The Incredible Spice Men will be stirring things up in Dundee.

We’re getting into peak harvest season which means that we are also getting into peak food fair season.

There is a lot to choose from this weekend.

In Dundee, the annual Flower and Food Festival opens on Friday and runs throughout the weekend at Camperdown Country Park.

As well as competitions to find who makes the best Scotch Broth and who can grow the most impressive carrots, there will be lots of chef demos.

Incredible Spice Men

Among the pan rattlers making an appearance are the super smooth Jean Christophe Novelli, the ever cheery Jak O’Donnell of The Sisters and the Incredible Spice Men: Tony Singh and Cyrus Todiwalah.

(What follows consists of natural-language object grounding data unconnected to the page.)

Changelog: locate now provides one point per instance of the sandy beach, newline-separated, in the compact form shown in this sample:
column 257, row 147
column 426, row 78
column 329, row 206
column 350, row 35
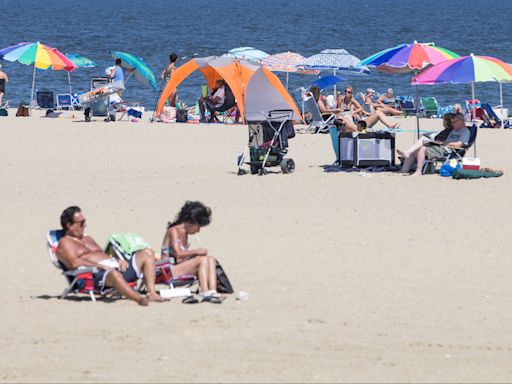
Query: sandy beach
column 382, row 278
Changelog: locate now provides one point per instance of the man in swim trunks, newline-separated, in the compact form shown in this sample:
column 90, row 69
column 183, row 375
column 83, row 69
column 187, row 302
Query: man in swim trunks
column 77, row 249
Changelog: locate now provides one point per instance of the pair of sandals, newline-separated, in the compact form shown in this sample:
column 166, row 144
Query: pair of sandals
column 205, row 298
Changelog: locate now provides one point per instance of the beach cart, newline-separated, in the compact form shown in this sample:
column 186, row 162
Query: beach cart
column 268, row 144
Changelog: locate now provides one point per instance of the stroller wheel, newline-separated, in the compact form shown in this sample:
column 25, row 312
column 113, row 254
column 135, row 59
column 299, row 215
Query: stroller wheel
column 287, row 165
column 255, row 169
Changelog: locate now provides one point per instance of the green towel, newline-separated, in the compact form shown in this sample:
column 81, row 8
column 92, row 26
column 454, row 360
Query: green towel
column 129, row 242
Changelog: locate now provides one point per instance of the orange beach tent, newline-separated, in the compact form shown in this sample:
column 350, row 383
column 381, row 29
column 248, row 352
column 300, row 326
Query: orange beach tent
column 255, row 88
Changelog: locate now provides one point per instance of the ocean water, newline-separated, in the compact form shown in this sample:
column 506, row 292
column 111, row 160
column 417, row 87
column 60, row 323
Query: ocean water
column 154, row 29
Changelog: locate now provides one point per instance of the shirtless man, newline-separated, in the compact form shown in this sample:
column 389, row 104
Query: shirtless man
column 77, row 249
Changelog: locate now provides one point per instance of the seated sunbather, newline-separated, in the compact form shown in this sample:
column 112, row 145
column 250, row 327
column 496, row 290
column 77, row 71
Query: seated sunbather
column 421, row 150
column 187, row 261
column 213, row 101
column 76, row 249
column 386, row 104
column 348, row 105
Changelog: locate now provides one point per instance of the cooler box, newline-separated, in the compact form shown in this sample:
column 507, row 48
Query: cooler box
column 471, row 163
column 366, row 149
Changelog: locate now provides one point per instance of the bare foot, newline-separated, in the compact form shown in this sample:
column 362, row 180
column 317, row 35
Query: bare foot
column 143, row 301
column 156, row 298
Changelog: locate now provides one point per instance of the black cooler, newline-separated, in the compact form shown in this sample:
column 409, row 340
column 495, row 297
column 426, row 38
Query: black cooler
column 362, row 150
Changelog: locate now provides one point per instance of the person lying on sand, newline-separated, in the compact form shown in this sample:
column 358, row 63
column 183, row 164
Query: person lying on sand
column 416, row 155
column 192, row 217
column 76, row 249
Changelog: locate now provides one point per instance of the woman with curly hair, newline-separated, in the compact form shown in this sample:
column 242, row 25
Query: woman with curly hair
column 187, row 261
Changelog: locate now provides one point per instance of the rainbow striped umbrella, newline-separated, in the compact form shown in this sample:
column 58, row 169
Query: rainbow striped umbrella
column 468, row 69
column 286, row 62
column 40, row 56
column 408, row 57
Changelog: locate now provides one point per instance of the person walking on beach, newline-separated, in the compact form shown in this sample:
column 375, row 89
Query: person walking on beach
column 117, row 75
column 4, row 79
column 166, row 76
column 185, row 260
column 76, row 249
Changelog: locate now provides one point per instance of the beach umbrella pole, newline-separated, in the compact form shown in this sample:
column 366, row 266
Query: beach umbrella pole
column 474, row 113
column 33, row 84
column 501, row 105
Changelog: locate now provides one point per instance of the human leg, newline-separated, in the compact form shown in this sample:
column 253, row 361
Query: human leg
column 115, row 279
column 145, row 262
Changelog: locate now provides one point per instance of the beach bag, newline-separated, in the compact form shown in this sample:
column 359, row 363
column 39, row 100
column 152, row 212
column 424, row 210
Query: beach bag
column 22, row 111
column 223, row 283
column 181, row 116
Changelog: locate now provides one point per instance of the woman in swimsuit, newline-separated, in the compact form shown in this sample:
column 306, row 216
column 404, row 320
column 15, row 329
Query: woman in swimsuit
column 348, row 103
column 386, row 104
column 166, row 76
column 370, row 119
column 187, row 261
column 3, row 80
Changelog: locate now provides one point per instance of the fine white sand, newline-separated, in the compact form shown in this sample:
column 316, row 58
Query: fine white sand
column 374, row 279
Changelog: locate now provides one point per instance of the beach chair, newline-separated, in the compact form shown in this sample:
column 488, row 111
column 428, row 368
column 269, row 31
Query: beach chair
column 125, row 245
column 78, row 280
column 407, row 105
column 429, row 106
column 319, row 122
column 453, row 153
column 64, row 101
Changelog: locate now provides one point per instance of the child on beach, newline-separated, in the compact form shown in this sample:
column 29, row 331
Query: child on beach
column 187, row 261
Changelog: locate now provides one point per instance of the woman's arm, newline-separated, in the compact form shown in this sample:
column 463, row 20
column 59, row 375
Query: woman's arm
column 357, row 107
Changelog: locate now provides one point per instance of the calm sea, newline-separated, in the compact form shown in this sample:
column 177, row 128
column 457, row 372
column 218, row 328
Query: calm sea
column 153, row 29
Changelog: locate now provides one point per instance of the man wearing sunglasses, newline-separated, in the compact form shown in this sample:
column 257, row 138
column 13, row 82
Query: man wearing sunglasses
column 76, row 249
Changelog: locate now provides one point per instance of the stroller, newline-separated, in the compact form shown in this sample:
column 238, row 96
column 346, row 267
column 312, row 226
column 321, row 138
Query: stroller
column 268, row 143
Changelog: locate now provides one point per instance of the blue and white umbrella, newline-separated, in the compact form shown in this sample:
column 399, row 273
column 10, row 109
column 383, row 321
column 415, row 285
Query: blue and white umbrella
column 247, row 53
column 336, row 60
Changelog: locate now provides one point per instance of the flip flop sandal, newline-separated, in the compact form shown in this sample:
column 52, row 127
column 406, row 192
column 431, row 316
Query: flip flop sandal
column 190, row 300
column 212, row 299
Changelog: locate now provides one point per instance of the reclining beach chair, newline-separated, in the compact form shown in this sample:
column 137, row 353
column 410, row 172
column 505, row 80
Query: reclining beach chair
column 429, row 106
column 78, row 280
column 453, row 153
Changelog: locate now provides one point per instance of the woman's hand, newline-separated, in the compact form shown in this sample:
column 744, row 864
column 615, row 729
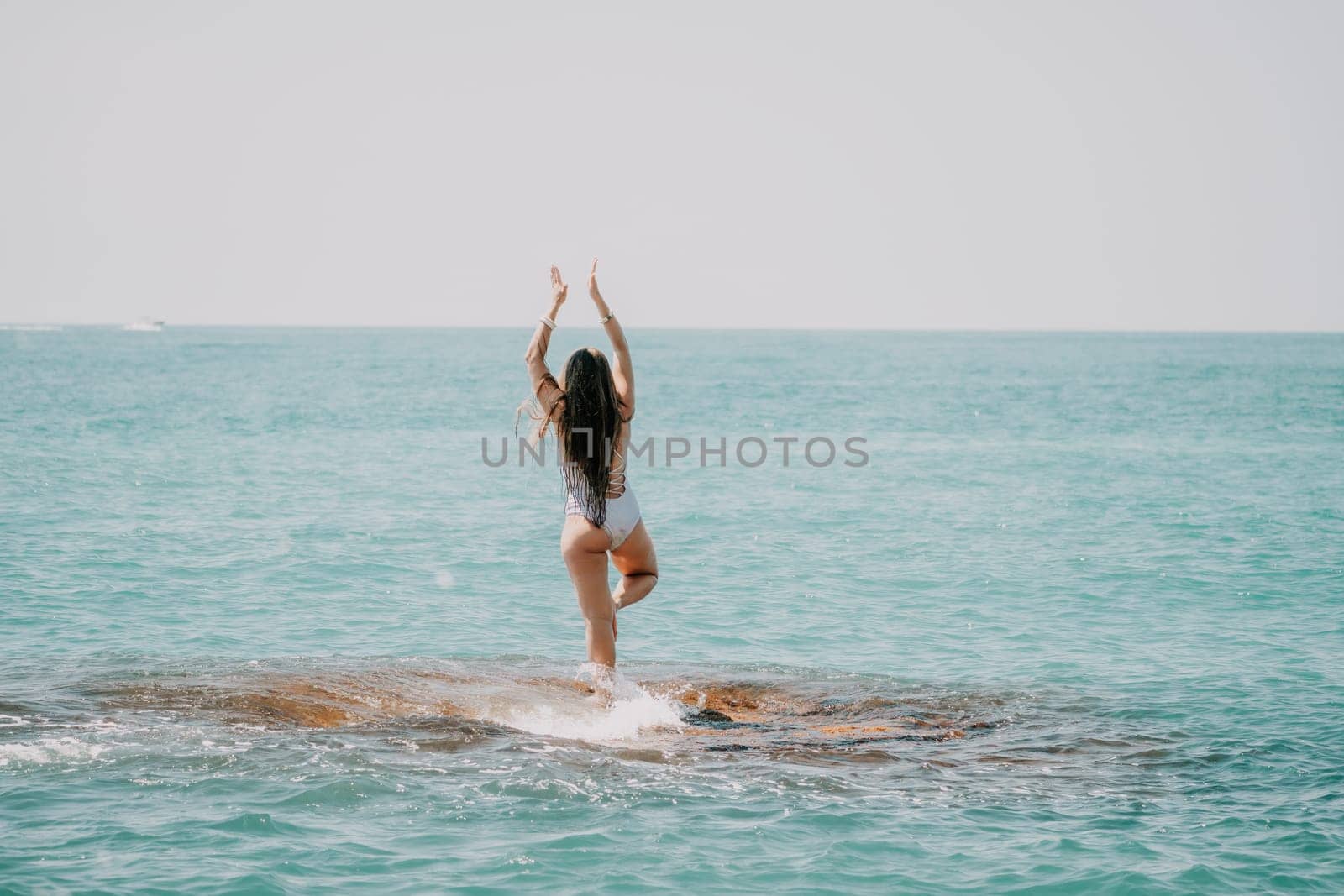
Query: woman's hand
column 593, row 291
column 559, row 289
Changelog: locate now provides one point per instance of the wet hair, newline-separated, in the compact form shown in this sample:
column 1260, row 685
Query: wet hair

Naturally, there will be lots of entertainment such as live music, including the Mackenzie Caledonian Pipe Band; fight re-enactments from The Clann; falconry displays and Highland dancing competitions.

Should we be lucky and have a scorcher of a weekend, there is always the option of retiring to the beer tent.

Loch Lomond Food and Drink

Moving west, the Loch Lomond Food and Drink Festival is also running this weekend.

Opening on Saturday, the fest doesn’t just showcase produce from around Loch Lomond & The Trossachs National Park, there is food and drink from all over the UK and beyond.

Visitors can expect a full programme of live music, kids’ cookery classes, lots of artisan food producers selling their wares and plenty of street food.

Morbid fascination means we would like to watch the McIntosh’s Famous Haggis-Eating Competition on Saturday and Sunday afternoons.

Really Wild Cooking

We are also very tempted by the  Really Wild Cooking demo. Monica Wilde, one of Scotland’s most experienced foragers, will be helping audiences to discover some unusual local wild foods.

Alternatively, Clanscape Kitchen will be showing how the inhabitants of the Highlands during 17th and early 18th centuries tried to exist from the land.

Visitors can try their hand at making butter, grinding grain and making oak cakes on an open fire.